Au-delà de la préservation immédiate des vies humaines, cette action répressive est essentielle pour protéger le niveau historique d’investissement public actuellement investi dans l’infrastructure routière du Guyana. Le gouvernement investit des milliards de dollars des contribuables pour construire des autoroutes, des ponts et des ponceaux de classe mondiale conçus pour favoriser le développement national et améliorer les déplacements quotidiens de tous les citoyens.

Lorsque les opérateurs utilisent sciemment des camions surchargés, ils dégradent rapidement ces routes nouvellement aménagées, provoquant des ornières prématurées, des nids-de-poule profonds et des défaillances structurelles. Limiter le poids des véhicules est crucial pour garantir que les fonds publics soient utilisés pour construire de nouvelles infrastructures pour les communautés en développement, plutôt que d’être constamment détournés pour réparer une usure prématurée et évitable.

Le ministère des Travaux publics reconnaît que la sécurité et l’ordre durables sur les routes du pays ne peuvent être assurés par la seule application du gouvernement ; cela nécessite la coopération active et patriotique de chaque citoyen.

Les membres du public sont invités à aider le gouvernement en agissant comme les yeux et les oreilles de leurs communautés respectives.
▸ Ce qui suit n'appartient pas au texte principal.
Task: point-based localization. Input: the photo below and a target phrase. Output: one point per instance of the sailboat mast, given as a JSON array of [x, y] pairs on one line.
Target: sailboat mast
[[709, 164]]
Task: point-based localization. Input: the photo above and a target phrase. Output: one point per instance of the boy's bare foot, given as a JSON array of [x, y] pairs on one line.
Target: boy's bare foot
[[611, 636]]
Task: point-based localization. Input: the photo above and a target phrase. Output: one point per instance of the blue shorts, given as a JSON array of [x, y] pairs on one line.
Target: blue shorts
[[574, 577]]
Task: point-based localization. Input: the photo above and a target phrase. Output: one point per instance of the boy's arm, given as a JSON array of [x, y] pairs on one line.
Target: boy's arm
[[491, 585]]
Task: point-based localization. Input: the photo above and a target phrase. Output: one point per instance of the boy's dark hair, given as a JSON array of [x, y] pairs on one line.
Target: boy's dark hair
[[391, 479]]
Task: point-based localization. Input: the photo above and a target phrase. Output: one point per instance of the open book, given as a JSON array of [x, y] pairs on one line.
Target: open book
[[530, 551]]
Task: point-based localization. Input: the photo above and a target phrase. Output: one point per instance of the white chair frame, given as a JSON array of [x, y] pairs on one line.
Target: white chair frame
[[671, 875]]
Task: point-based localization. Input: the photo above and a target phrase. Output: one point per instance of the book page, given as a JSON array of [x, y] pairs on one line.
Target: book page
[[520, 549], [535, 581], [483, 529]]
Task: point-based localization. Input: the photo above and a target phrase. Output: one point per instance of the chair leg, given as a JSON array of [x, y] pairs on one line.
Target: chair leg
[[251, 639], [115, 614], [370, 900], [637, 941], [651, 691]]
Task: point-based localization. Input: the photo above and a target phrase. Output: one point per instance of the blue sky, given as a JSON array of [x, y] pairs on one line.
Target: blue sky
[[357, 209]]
En exerçant leur responsabilité civique et en refusant de tolérer les barrages routiers illégaux ou les violations des limites de poids, les citoyens jouent un rôle direct dans la sauvegarde de leurs familles et la protection des biens nationaux.

Tout résident qui observe des machines lourdes stationnées illégalement, des véhicules abandonnés ou des opérations suspectées de surpoids est encouragé à signaler ces dangers directement à la hotline du ministère des Travaux publics au 624 2964, ou à contacter le service de circulation de la police guyanienne le plus proche, alors que nous travaillons ensemble pour construire un réseau de transport plus sûr et plus résilient pour tous.